Among the pharmacogenes studied in recent years by Zhang and Weinshilboum are SLCO1B1, which encodes a protein that can impact uptake of drugs such as statins and certain oral antidiabetic agents (Drug Metabolism and Disposition, DOI: 10.1124/dmd.120.000264). The pair have also used deep mutational scanning to identify severely damaging variants in the CYP2C9 and CYP2C19 genes that could result in decreased drug metabolism (Clinical and Translational Science, DOI: 10.1111/cts.12758).
“When it became clear that the virus responsible for COVID-19 has to attach to a cell and internalize, and that these two proteins [ACE2 and TMPRESS2] play a critical role in that process... Dr. Zhang and I decided to go back and look at the less frequent variants and variants of uncertain significance in the open reading frames of these genes and functionally characterize them,” Weinshilboum says.
Deep mutational scanning was used to study the functional implications of 433 missense variants of the two genes by analyzing abundance of the encoded protein. For ACE2, Zhang reports, the technique identified eight of 127 variants that displaced less than 25% of the wild-type protein expression. For TMPRESS2, 19 of the 157 isoform 1 variants and 13 of 149 isoform 2 variants did so. Four ACE2 variants displayed a 25% or greater elevation of protein expression.
Zhang used color coding to map the relative stability of the protein variants expressed by the engineered cells. Billions of data points were analyzed using a series of technologies, including cell sorting, modern genomics, high throughput DNA sequencing, and a computer algorithm.
The methodology could be implemented to study many additional genes involved in COVID-19 beyond ACE2 and TMPRSS2, says Zhang. Her hope is that “scientists and clinicians across the world... use this information to help their patients.”
An international consortium with sequencing and clinical data on many patients is expected to “very quickly” test the resulting hypothesis that host cell variations are risk factors for COVID-19 infection and disease severity as well as response to therapy, says Weinshilboum. “Common variants are relatively easy to deal with and important whether they inactivate a protein or give you more of it than most people have.”
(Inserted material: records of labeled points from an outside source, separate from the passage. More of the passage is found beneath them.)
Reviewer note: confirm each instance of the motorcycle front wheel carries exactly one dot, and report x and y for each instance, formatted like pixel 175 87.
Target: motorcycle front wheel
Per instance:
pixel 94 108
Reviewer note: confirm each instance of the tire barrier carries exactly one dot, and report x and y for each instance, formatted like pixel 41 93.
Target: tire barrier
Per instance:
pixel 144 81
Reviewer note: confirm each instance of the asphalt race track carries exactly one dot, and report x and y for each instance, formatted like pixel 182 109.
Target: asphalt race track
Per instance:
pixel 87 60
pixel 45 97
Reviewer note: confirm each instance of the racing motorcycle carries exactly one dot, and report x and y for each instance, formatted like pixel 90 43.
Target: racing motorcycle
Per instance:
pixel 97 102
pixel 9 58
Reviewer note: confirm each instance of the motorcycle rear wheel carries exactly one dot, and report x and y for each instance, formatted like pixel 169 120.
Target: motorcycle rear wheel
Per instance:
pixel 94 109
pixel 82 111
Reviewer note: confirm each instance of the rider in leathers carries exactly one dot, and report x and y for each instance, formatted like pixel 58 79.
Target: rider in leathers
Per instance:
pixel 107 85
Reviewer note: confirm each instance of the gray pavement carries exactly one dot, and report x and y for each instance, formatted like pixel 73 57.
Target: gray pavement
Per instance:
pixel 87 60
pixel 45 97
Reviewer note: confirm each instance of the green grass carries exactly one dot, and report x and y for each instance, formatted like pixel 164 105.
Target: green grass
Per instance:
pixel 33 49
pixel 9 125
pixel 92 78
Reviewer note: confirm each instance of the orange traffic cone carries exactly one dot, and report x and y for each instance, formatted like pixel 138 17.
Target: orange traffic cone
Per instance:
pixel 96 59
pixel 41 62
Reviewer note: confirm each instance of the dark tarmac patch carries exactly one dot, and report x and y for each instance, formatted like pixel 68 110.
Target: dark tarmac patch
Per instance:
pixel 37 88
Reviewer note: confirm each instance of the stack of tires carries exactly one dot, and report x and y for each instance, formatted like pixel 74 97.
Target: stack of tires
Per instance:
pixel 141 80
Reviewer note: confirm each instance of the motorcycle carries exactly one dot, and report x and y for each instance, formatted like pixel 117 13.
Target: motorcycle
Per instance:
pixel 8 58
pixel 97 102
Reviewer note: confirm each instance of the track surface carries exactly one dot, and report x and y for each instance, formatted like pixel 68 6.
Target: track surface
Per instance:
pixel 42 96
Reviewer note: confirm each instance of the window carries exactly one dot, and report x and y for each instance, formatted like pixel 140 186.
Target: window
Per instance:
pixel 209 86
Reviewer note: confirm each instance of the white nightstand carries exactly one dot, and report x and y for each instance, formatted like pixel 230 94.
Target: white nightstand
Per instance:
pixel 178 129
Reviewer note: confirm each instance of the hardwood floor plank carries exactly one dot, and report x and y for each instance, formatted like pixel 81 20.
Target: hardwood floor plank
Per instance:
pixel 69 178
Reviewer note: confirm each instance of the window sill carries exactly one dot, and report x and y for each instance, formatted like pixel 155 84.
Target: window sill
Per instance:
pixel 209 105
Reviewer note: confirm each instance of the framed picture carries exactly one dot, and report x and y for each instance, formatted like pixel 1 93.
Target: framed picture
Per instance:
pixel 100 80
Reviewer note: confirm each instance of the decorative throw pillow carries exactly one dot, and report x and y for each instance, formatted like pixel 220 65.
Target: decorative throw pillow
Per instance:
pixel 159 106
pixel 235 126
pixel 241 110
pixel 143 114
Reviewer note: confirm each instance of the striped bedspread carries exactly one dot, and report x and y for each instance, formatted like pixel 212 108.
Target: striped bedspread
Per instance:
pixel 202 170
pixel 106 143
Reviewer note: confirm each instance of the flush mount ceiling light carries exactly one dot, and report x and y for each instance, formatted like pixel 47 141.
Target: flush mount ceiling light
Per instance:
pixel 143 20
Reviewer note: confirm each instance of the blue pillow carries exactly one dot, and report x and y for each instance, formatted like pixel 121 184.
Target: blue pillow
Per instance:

If it proves valuable to look at the host and not just the sequence of the constantly mutating virus, the Mayo Clinic will be among the first to put that approach into real-world practice, Weinshilboum says. “We went out of our way to be sure that the variants of uncertain significance we were dealing with were not just from European patients,” he also notes.
The study tapped exome sequence data for 70,000 subjects contained in the Genome Aggregation Database (gnomAD), 30,000 of which were from minority populations, says Weinshilboum. These were predominantly African American and Hispanic individuals, as data on large numbers of East Asians is not yet publicly available.
Forthcoming outcomes studies using the newfound information about the ACE2 and TMPRESS2 genetic variants might reveal who is at unique risk for COVID-19 and should therefore take special precautions (e.g., more frequent vaccination) and receive immunomodulating drugs if they become infected, he says. The focus would initially be on adults but could also rapidly shift to the pediatric side.